But, as usual with quality fiction, it's the private lives that engage you most. The novel begins with a just-discovered family member, and ends with the deaths of two others, three generations apart.
In between are births and marriages; separations and reconciliations and abortions; multiple farmers and farming practices. Golden Age comes with a crammed double-page family bush which you'll be referring to often. With so many characters, there's a lot of introduction, explanation, recapitulation.
We have unremittingly unpleasant Michael; Lois, who believes God will provide but stockpiles in the cellar; Philip, who corrects others' grammar as he dies; the aunt who will "sigh and carry on, whether raptured up or left behind" - plus scores more.
It happens mostly on the ancient seabed of Iowa, with its far horizons, droughts and lightning storms:
"brilliant, silent forks like the nervous systems of giants". Farmers now spend hours on the computer, talk loans and growth mediums, walk the fields holding a moisture meter.
The years trek towards an emphatically dystopian near-future. The Missouri is running dry; much of South Dakota is abandoned to dust and dereliction. Gangs of feral teenagers roam. Elsewhere in the world, the EU has sent in troops to quell an uprising in Greece. Yet the book ends not only with obliteration, but acceptance and renewal.
The research is meticulous.
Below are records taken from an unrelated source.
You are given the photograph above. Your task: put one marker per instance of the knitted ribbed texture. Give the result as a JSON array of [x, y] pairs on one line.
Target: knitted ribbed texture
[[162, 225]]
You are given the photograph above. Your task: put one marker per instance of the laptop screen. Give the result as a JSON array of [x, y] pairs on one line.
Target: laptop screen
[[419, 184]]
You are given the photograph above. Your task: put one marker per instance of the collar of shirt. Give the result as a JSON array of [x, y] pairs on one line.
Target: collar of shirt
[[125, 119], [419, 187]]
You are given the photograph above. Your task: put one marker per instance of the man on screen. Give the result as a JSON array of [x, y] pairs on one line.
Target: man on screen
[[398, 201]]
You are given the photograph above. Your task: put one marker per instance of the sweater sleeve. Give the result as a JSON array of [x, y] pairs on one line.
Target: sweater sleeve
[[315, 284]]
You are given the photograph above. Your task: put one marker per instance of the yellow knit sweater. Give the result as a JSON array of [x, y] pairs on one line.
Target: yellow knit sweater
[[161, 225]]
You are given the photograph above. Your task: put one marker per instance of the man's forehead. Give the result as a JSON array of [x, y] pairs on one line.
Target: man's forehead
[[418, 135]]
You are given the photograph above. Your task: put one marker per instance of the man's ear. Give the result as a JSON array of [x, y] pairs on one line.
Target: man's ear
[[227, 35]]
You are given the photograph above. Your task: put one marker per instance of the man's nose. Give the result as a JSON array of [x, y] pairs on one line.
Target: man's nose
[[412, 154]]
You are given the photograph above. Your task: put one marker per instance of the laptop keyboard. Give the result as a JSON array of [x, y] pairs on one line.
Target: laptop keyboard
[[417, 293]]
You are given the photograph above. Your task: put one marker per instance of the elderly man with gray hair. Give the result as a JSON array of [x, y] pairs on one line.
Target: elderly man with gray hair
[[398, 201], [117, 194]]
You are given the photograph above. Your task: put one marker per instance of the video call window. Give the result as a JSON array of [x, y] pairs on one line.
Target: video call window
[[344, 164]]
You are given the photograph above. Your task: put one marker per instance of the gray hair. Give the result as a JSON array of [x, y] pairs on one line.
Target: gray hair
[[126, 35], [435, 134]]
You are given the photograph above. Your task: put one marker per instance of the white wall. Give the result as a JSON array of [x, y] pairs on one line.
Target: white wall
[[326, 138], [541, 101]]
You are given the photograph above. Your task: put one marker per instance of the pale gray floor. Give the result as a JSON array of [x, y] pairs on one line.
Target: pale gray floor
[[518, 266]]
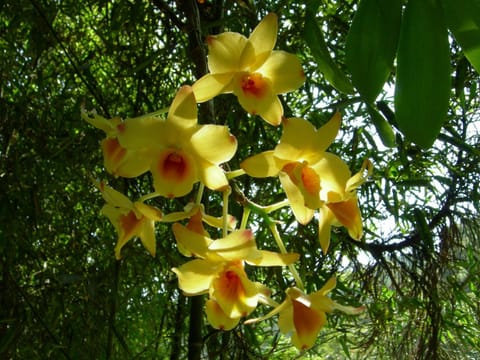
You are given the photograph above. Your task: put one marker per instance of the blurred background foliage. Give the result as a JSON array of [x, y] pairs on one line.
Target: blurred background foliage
[[63, 295]]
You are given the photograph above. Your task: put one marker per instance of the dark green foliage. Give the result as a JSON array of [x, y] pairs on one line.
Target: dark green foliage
[[63, 294]]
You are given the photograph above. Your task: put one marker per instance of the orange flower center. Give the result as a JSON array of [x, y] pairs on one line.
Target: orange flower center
[[303, 176], [173, 166], [254, 85], [231, 287]]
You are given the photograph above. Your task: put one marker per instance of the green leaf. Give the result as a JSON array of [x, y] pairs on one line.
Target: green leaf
[[372, 44], [384, 129], [463, 19], [315, 41], [422, 86]]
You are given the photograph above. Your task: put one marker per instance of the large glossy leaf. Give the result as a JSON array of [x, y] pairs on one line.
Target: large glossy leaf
[[372, 44], [314, 38], [463, 19], [422, 86]]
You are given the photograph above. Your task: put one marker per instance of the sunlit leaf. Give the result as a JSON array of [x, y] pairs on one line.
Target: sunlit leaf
[[422, 86], [315, 41], [463, 19]]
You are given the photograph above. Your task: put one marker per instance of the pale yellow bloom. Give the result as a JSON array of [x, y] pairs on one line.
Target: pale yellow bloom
[[251, 69], [118, 160], [295, 160], [130, 219], [303, 316], [181, 151], [219, 271]]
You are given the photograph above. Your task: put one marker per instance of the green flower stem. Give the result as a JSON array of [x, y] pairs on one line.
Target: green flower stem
[[198, 200], [270, 208], [148, 197], [226, 195], [283, 250], [245, 215], [235, 173], [156, 113]]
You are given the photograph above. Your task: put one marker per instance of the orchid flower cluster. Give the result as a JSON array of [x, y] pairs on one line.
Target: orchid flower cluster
[[179, 153]]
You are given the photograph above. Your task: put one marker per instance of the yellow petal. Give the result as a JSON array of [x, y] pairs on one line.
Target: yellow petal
[[285, 320], [196, 276], [214, 143], [307, 323], [238, 245], [174, 173], [234, 292], [225, 52], [217, 318], [218, 221], [149, 212], [260, 165], [269, 109], [302, 213], [263, 38], [212, 176], [195, 243], [183, 111], [307, 182], [195, 223], [348, 214], [147, 236], [211, 85], [334, 174], [284, 71], [269, 258], [325, 220], [360, 177], [328, 132], [255, 95]]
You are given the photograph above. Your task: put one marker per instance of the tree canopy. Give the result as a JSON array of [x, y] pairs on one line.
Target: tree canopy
[[404, 75]]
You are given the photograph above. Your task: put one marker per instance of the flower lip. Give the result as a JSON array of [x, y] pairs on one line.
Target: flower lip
[[173, 165], [253, 85]]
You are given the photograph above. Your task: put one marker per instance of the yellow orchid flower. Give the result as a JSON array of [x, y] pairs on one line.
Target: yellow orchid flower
[[183, 152], [303, 316], [296, 161], [118, 160], [251, 69], [340, 200], [130, 219], [219, 271], [198, 211]]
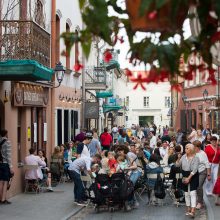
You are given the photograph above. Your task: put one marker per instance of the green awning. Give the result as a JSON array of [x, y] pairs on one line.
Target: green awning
[[104, 94], [24, 70], [109, 108], [113, 64]]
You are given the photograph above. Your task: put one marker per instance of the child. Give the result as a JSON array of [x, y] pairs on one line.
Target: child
[[122, 164], [104, 163], [216, 190], [112, 162]]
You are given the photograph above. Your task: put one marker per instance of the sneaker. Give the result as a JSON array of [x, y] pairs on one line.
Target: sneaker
[[50, 189], [128, 207], [199, 206], [81, 203], [136, 205]]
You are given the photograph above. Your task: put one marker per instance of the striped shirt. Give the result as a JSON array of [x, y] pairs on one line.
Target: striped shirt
[[6, 151]]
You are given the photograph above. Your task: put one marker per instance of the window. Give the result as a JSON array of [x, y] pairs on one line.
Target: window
[[39, 14], [68, 53], [167, 102], [127, 100], [76, 49], [146, 101], [19, 135]]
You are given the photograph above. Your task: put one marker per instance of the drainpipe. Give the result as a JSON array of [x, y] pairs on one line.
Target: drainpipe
[[52, 64]]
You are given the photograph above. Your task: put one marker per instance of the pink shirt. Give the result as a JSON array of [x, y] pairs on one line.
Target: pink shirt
[[34, 174]]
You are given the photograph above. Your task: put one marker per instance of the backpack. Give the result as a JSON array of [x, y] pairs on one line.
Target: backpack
[[1, 144], [159, 189]]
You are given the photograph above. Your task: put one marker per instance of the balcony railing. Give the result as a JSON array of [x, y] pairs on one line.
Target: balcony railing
[[24, 40], [95, 78]]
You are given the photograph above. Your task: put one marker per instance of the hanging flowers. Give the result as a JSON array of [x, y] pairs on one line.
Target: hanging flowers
[[78, 66], [107, 56]]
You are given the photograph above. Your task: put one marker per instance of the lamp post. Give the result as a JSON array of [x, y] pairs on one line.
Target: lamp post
[[184, 99], [59, 72], [205, 95]]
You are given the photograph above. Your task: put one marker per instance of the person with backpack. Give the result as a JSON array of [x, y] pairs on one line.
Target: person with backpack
[[6, 170], [189, 163], [153, 168], [106, 140]]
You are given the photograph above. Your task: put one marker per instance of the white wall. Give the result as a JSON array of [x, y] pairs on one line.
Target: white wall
[[156, 94]]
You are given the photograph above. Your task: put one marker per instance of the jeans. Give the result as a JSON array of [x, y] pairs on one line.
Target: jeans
[[190, 197], [79, 191], [202, 178], [134, 176]]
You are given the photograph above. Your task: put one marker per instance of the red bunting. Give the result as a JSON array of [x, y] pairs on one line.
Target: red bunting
[[107, 56], [78, 66]]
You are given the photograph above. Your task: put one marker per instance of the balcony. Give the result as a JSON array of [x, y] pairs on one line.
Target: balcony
[[95, 78], [24, 40]]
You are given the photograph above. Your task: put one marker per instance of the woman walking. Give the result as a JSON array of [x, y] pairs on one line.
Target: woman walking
[[189, 164], [204, 171], [213, 153]]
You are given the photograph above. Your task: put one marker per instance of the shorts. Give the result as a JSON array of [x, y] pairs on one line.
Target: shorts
[[5, 173]]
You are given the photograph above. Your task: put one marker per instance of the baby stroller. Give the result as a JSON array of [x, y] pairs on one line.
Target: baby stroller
[[110, 192]]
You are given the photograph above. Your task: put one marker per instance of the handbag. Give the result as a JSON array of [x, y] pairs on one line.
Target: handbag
[[159, 189]]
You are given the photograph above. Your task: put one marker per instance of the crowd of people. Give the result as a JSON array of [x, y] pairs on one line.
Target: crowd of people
[[138, 151]]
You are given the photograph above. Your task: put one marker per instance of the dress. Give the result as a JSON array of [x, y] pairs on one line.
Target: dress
[[214, 159]]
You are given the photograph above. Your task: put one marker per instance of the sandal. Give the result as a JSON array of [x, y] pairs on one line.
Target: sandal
[[192, 214], [6, 202]]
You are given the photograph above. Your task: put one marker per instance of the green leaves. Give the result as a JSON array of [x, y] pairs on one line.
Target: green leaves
[[82, 4]]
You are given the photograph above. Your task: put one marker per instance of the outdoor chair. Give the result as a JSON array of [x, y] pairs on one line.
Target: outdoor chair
[[31, 185]]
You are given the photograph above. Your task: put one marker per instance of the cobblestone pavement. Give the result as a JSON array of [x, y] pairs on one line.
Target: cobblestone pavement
[[144, 212]]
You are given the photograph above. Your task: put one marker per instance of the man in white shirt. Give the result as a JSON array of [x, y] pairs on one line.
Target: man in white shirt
[[204, 171], [75, 168], [193, 134], [164, 149], [82, 148], [153, 140], [32, 159]]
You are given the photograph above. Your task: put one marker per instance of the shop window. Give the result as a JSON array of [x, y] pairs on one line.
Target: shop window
[[76, 49], [67, 54], [146, 102], [57, 39], [19, 135], [39, 14]]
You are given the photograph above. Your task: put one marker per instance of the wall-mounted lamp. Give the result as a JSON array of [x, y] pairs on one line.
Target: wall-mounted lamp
[[6, 98], [59, 72]]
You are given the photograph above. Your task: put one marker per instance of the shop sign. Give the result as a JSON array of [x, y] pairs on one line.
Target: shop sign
[[200, 107], [91, 110], [218, 103], [28, 95]]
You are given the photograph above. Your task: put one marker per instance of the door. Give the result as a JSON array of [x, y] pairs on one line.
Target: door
[[145, 120], [59, 127]]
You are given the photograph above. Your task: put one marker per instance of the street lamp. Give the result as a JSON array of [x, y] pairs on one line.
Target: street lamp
[[59, 72], [205, 95], [184, 98]]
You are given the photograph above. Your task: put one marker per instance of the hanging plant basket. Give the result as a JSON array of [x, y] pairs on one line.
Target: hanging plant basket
[[156, 20]]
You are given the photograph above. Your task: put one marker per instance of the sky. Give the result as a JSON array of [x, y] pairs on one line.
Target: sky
[[124, 63]]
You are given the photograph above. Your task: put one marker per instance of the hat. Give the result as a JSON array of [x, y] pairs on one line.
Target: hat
[[89, 135]]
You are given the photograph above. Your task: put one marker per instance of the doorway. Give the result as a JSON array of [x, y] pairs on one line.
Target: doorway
[[145, 120]]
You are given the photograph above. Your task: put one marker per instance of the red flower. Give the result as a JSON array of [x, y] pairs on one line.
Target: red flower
[[139, 82], [176, 87], [152, 15], [107, 56], [78, 66], [215, 37], [128, 72], [212, 77], [121, 39]]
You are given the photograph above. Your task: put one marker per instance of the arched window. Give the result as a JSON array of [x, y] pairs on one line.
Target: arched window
[[39, 14], [57, 38], [67, 54], [76, 49]]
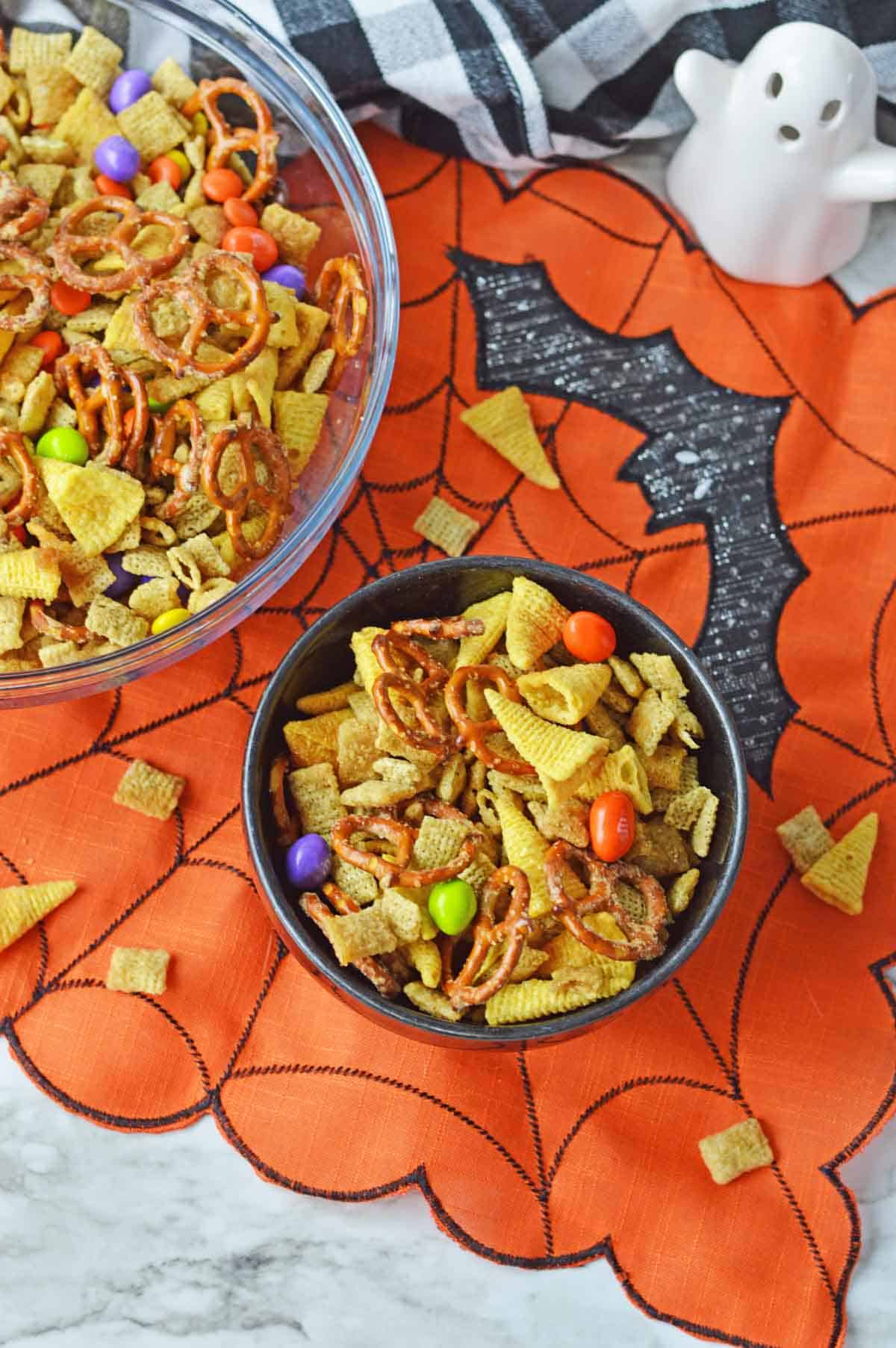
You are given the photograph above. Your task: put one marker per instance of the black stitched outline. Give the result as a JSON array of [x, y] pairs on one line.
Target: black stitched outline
[[606, 1247], [840, 740], [875, 661], [321, 1069], [531, 1114]]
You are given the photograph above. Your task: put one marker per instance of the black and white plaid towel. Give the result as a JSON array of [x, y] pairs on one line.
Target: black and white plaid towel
[[515, 81]]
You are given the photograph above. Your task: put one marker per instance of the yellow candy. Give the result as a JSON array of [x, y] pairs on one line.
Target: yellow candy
[[165, 622], [182, 162]]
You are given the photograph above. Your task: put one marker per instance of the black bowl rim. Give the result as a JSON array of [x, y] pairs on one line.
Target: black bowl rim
[[406, 1018]]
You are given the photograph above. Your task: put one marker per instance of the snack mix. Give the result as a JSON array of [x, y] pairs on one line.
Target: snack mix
[[499, 816], [164, 367]]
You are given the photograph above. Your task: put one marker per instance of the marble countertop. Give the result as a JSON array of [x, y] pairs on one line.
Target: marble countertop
[[150, 1240]]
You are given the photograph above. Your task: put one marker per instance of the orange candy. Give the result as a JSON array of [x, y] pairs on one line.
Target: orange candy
[[166, 170], [110, 187], [50, 344], [252, 240], [589, 636], [68, 299], [237, 212], [611, 825], [221, 184]]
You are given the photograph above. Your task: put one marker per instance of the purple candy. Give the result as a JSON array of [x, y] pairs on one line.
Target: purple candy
[[127, 90], [117, 158], [308, 862], [123, 581], [286, 276]]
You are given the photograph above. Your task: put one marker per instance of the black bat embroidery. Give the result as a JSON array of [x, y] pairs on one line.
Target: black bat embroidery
[[706, 457]]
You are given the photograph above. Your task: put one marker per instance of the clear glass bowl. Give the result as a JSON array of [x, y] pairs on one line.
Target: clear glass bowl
[[329, 178]]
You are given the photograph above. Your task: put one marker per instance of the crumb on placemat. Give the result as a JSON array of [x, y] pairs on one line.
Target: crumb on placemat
[[449, 529], [150, 790], [806, 839], [736, 1150], [137, 969]]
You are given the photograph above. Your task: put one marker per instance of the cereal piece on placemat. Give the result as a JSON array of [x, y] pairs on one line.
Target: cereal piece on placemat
[[505, 423], [23, 905], [150, 790], [93, 61], [840, 875], [534, 622], [137, 969], [449, 529], [736, 1150], [806, 839]]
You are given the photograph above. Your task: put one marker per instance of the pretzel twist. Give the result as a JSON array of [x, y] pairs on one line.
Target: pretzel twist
[[273, 495], [340, 289], [34, 276], [400, 837], [50, 626], [438, 627], [317, 910], [475, 733], [287, 828], [187, 476], [259, 140], [512, 929], [398, 656], [26, 507], [644, 939], [20, 209], [137, 267], [123, 441], [190, 291]]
Sometimes it squats heavily on the narrative, but mostly the period details stream by. Smiley's control of her characters is astonishing; nearly all are distinctive, credible, sewn almost seamlessly into her family quilt.
"Do you think we've lived through a golden age?" asks one near the novel's end. The answer is ambivalent, but there's no doubt that Smiley has mined rich ore and lore from her Iowans.
• Golden Age by Jane Smiley (Mantle $34.99).